Business: The Economy

Debt problems cloud Russia's budget

Russian bank debts are still a problem

The Russian government has approved its 1999 budget, calling for significant help from foreign creditors, just as a key committee of foreign banks rejected the latest debt restructuring plan.

Prime Minister Yevgeny Primakov said the budget was "tough but fair" and said Russia "was dropping the old pattern when we were dependent on taking loans to mend the hole in wages and pensions payments."

The budget forecasts a deficit of just 2.5% of GDP, much lower than in previous years, but admits that the target will only be met if the government pays back only half the money it owes to foreign banks and governments.

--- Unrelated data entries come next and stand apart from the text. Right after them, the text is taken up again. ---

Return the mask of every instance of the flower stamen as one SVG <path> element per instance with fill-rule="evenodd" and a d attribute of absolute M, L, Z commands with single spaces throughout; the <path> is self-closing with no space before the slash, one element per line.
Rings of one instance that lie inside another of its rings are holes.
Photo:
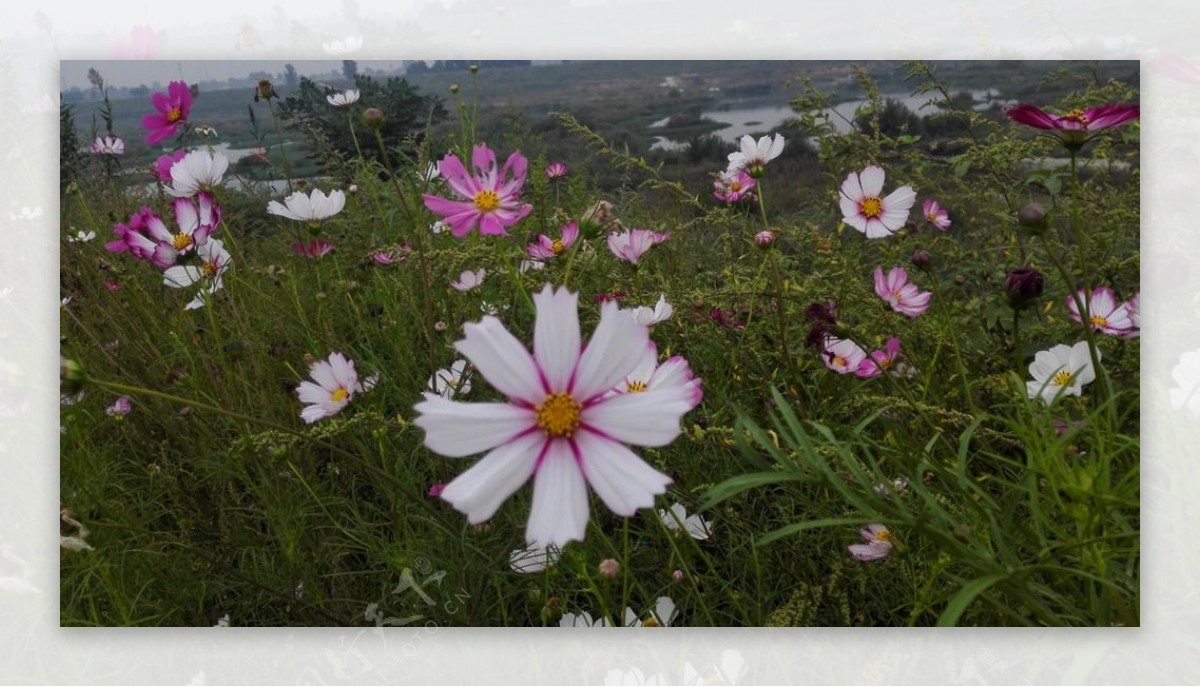
<path fill-rule="evenodd" d="M 491 213 L 500 207 L 500 196 L 496 191 L 484 190 L 475 193 L 475 208 L 481 213 Z"/>
<path fill-rule="evenodd" d="M 583 406 L 569 394 L 550 394 L 536 407 L 538 428 L 546 432 L 546 436 L 570 438 L 580 426 L 582 410 Z"/>

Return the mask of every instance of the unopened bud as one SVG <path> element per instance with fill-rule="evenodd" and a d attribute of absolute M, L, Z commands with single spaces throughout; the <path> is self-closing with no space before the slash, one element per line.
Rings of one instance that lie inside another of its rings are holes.
<path fill-rule="evenodd" d="M 1016 221 L 1022 227 L 1034 232 L 1044 232 L 1049 227 L 1046 209 L 1042 207 L 1042 203 L 1030 203 L 1021 208 L 1021 211 L 1016 213 Z"/>
<path fill-rule="evenodd" d="M 1042 297 L 1045 276 L 1032 267 L 1019 267 L 1004 277 L 1004 295 L 1013 310 L 1027 307 Z"/>
<path fill-rule="evenodd" d="M 606 579 L 616 578 L 620 574 L 620 563 L 612 558 L 600 561 L 600 577 Z"/>
<path fill-rule="evenodd" d="M 383 126 L 383 110 L 378 107 L 368 107 L 366 112 L 362 113 L 362 124 L 371 129 L 379 129 Z"/>

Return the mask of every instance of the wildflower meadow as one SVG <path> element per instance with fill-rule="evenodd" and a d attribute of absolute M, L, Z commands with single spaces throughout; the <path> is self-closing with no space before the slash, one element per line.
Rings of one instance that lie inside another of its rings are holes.
<path fill-rule="evenodd" d="M 1139 625 L 1136 65 L 349 64 L 64 106 L 62 625 Z"/>

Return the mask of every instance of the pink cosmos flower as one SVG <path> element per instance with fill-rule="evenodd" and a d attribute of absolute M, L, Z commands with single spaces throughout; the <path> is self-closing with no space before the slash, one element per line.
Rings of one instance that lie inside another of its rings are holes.
<path fill-rule="evenodd" d="M 908 210 L 917 202 L 912 186 L 900 186 L 881 198 L 883 179 L 883 169 L 872 165 L 862 173 L 851 172 L 841 183 L 842 220 L 869 239 L 890 237 L 905 225 Z"/>
<path fill-rule="evenodd" d="M 859 377 L 877 377 L 880 372 L 892 368 L 900 357 L 900 339 L 888 339 L 882 351 L 872 351 L 869 358 L 858 364 L 854 374 Z"/>
<path fill-rule="evenodd" d="M 859 365 L 866 359 L 866 351 L 850 339 L 838 339 L 827 334 L 821 358 L 826 368 L 839 375 L 848 375 L 858 371 Z"/>
<path fill-rule="evenodd" d="M 354 360 L 341 353 L 330 353 L 329 360 L 317 360 L 308 368 L 312 382 L 304 381 L 296 387 L 301 404 L 310 404 L 300 417 L 312 424 L 322 418 L 336 416 L 353 399 L 362 393 L 359 375 L 354 371 Z"/>
<path fill-rule="evenodd" d="M 192 91 L 186 83 L 170 82 L 167 84 L 167 92 L 155 92 L 150 96 L 150 102 L 158 112 L 142 118 L 142 126 L 150 130 L 146 144 L 154 145 L 170 138 L 187 126 L 187 115 L 192 112 Z"/>
<path fill-rule="evenodd" d="M 179 256 L 204 245 L 221 223 L 221 208 L 212 196 L 199 192 L 196 198 L 175 198 L 178 233 L 172 233 L 162 219 L 149 208 L 142 208 L 130 217 L 128 225 L 115 225 L 113 232 L 119 240 L 106 244 L 113 252 L 128 250 L 138 259 L 150 261 L 158 268 L 168 268 Z M 125 243 L 125 249 L 119 243 Z"/>
<path fill-rule="evenodd" d="M 472 174 L 457 155 L 446 155 L 438 163 L 438 169 L 450 190 L 461 199 L 451 201 L 428 193 L 421 195 L 421 198 L 431 213 L 442 216 L 450 225 L 450 233 L 457 238 L 466 237 L 475 228 L 481 235 L 505 237 L 505 227 L 520 222 L 533 210 L 533 205 L 521 203 L 520 196 L 528 163 L 524 156 L 514 153 L 497 172 L 496 154 L 487 145 L 480 144 L 472 154 Z"/>
<path fill-rule="evenodd" d="M 120 136 L 97 136 L 91 142 L 91 151 L 96 155 L 125 155 L 125 139 Z"/>
<path fill-rule="evenodd" d="M 670 233 L 653 232 L 650 229 L 629 229 L 608 234 L 608 250 L 618 258 L 637 264 L 642 255 L 650 250 L 650 246 L 660 244 L 671 237 Z"/>
<path fill-rule="evenodd" d="M 426 393 L 414 410 L 425 446 L 449 458 L 487 454 L 446 485 L 442 498 L 472 524 L 491 518 L 530 478 L 533 506 L 526 540 L 582 540 L 588 485 L 614 513 L 649 508 L 671 478 L 625 444 L 659 447 L 679 435 L 694 400 L 683 386 L 608 395 L 646 354 L 647 329 L 614 303 L 582 345 L 578 294 L 547 285 L 534 295 L 533 354 L 500 321 L 464 325 L 455 344 L 508 404 L 461 404 Z"/>
<path fill-rule="evenodd" d="M 170 184 L 170 168 L 187 155 L 187 150 L 180 148 L 179 150 L 172 153 L 170 155 L 160 155 L 154 162 L 154 175 L 156 179 L 163 184 Z"/>
<path fill-rule="evenodd" d="M 726 169 L 713 179 L 713 197 L 722 203 L 733 204 L 744 198 L 754 198 L 755 181 L 745 169 Z"/>
<path fill-rule="evenodd" d="M 1066 114 L 1050 114 L 1040 107 L 1022 102 L 1008 108 L 1004 114 L 1013 121 L 1033 129 L 1075 133 L 1070 141 L 1082 144 L 1084 138 L 1079 133 L 1087 135 L 1133 121 L 1140 117 L 1141 108 L 1136 104 L 1110 103 L 1087 109 L 1075 108 Z"/>
<path fill-rule="evenodd" d="M 883 525 L 868 525 L 858 531 L 865 544 L 851 544 L 850 555 L 865 562 L 886 558 L 892 552 L 892 532 Z"/>
<path fill-rule="evenodd" d="M 132 410 L 133 410 L 133 404 L 130 402 L 130 398 L 121 396 L 116 399 L 116 401 L 114 401 L 113 405 L 104 408 L 104 412 L 116 419 L 121 419 L 125 416 L 130 414 Z"/>
<path fill-rule="evenodd" d="M 292 244 L 292 252 L 308 258 L 319 258 L 331 250 L 334 250 L 334 244 L 322 240 L 308 241 L 307 244 Z"/>
<path fill-rule="evenodd" d="M 1124 303 L 1117 303 L 1117 297 L 1112 293 L 1112 289 L 1102 286 L 1092 289 L 1091 295 L 1088 295 L 1086 289 L 1079 289 L 1076 295 L 1084 300 L 1087 312 L 1090 313 L 1090 323 L 1093 330 L 1103 331 L 1104 334 L 1111 334 L 1114 336 L 1126 336 L 1129 330 L 1133 329 L 1133 319 L 1129 317 L 1129 310 L 1126 307 Z M 1140 294 L 1139 294 L 1140 295 Z M 1075 305 L 1075 297 L 1067 297 L 1067 310 L 1070 313 L 1070 318 L 1075 322 L 1082 322 L 1079 316 L 1079 307 Z"/>
<path fill-rule="evenodd" d="M 908 273 L 902 267 L 894 267 L 883 276 L 883 268 L 875 268 L 875 293 L 887 300 L 892 310 L 917 317 L 929 309 L 929 291 L 919 291 L 917 285 L 908 282 Z"/>
<path fill-rule="evenodd" d="M 946 208 L 938 205 L 937 201 L 925 198 L 922 211 L 925 215 L 925 220 L 938 229 L 944 232 L 950 228 L 950 214 L 946 211 Z"/>
<path fill-rule="evenodd" d="M 526 246 L 526 252 L 538 259 L 550 259 L 563 255 L 563 251 L 569 249 L 575 243 L 575 239 L 580 237 L 580 225 L 574 221 L 568 222 L 563 225 L 560 233 L 562 238 L 557 239 L 552 239 L 546 234 L 538 234 L 538 243 Z"/>
<path fill-rule="evenodd" d="M 1136 339 L 1138 336 L 1141 336 L 1141 292 L 1140 291 L 1138 293 L 1135 293 L 1133 295 L 1133 298 L 1130 298 L 1129 300 L 1124 301 L 1124 309 L 1126 309 L 1126 312 L 1129 313 L 1129 322 L 1133 324 L 1133 327 L 1130 327 L 1128 331 L 1126 331 L 1124 334 L 1122 334 L 1122 337 L 1123 339 Z"/>

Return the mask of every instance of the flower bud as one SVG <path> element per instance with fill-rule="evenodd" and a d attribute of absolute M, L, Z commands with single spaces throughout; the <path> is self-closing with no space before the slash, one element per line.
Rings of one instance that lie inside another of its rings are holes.
<path fill-rule="evenodd" d="M 1049 228 L 1046 209 L 1042 207 L 1042 203 L 1030 203 L 1021 208 L 1021 211 L 1016 213 L 1016 221 L 1022 227 L 1034 232 L 1044 232 Z"/>
<path fill-rule="evenodd" d="M 88 372 L 84 371 L 83 365 L 59 356 L 59 389 L 61 394 L 78 394 L 86 382 Z"/>
<path fill-rule="evenodd" d="M 1013 310 L 1027 307 L 1042 295 L 1045 276 L 1032 267 L 1019 267 L 1004 277 L 1004 295 Z"/>
<path fill-rule="evenodd" d="M 379 129 L 383 126 L 383 110 L 378 107 L 368 107 L 366 112 L 362 113 L 362 124 L 371 129 Z"/>

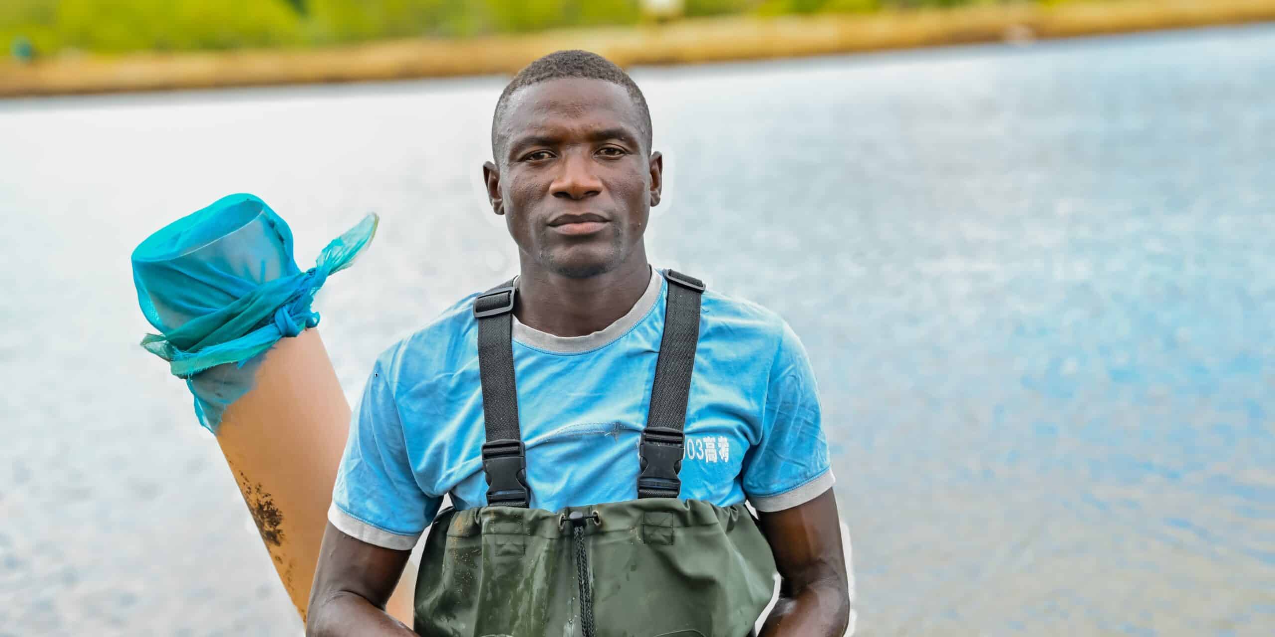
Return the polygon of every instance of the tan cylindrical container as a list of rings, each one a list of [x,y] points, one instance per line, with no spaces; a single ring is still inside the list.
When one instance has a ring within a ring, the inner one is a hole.
[[[252,390],[226,410],[217,429],[302,622],[348,431],[349,405],[316,329],[270,348]],[[408,626],[414,585],[416,572],[407,568],[388,608]]]

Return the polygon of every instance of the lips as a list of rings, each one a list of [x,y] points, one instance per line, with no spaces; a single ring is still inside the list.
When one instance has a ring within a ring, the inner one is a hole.
[[[601,217],[601,215],[597,215],[597,214],[593,214],[593,213],[585,213],[585,214],[560,214],[560,215],[550,219],[550,227],[553,227],[553,228],[556,228],[558,225],[567,225],[567,224],[575,224],[575,223],[607,223],[607,219],[604,217]]]
[[[560,214],[550,219],[550,228],[553,228],[553,232],[558,234],[584,236],[602,231],[607,223],[607,218],[593,213]]]

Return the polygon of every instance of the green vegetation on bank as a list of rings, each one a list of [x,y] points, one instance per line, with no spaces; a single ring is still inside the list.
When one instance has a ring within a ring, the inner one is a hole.
[[[641,24],[677,15],[870,13],[1033,0],[0,0],[0,45],[20,55],[309,47]],[[1035,0],[1057,4],[1066,0]],[[26,55],[23,55],[26,57]]]

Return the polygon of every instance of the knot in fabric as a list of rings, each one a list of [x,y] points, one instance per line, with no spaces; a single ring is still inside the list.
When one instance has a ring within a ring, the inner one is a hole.
[[[274,327],[278,329],[279,335],[284,338],[300,335],[301,330],[305,329],[303,325],[305,324],[297,324],[287,306],[279,307],[274,311]]]

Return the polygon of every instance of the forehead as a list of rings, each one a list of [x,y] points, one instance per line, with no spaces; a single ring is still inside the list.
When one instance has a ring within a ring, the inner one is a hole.
[[[638,104],[625,87],[593,78],[558,78],[510,94],[496,130],[513,140],[548,130],[616,126],[630,129],[635,138],[643,130]]]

It also assumes that foreign loans of around $7bn a year will be forthcoming. But the IMF, which suspended lending to Russia in August, has said it has no plans to resume lending in the near future.

US Deputy Secretary of State Strobe Talbott is visiting Russia this week to discuss the economic situation.

Talks breakdown

Meanwhile, talks with foreign banks on restructuring much of the government's debt have broken down.

Credit Suisse First Boston (CSFB), which is leading the negotiations on behalf of Western banks, has said that Russia's offer to repay part of the debt it defaulted on when the rouble was devalued in August, was unacceptable.

At issue are short-term government bonds, called GKOs, which are worth much less now that the rouble is trading at 19 to the dollar, as opposed to six in August. The banks are worried that foreign creditors will get a worse deal than domestic lenders.

CSFB says Russia will be shunned by international investors if it unilaterally imposes its own deal.

"The committee believes that Russia will aggravate its financial isolation if it unilaterally imposes unfair restructuring terms on foreign investors," it said.

Russia is trying to negotiate other reductions in its foreign debts, some incurred in the Soviet era, with Western governments and banks.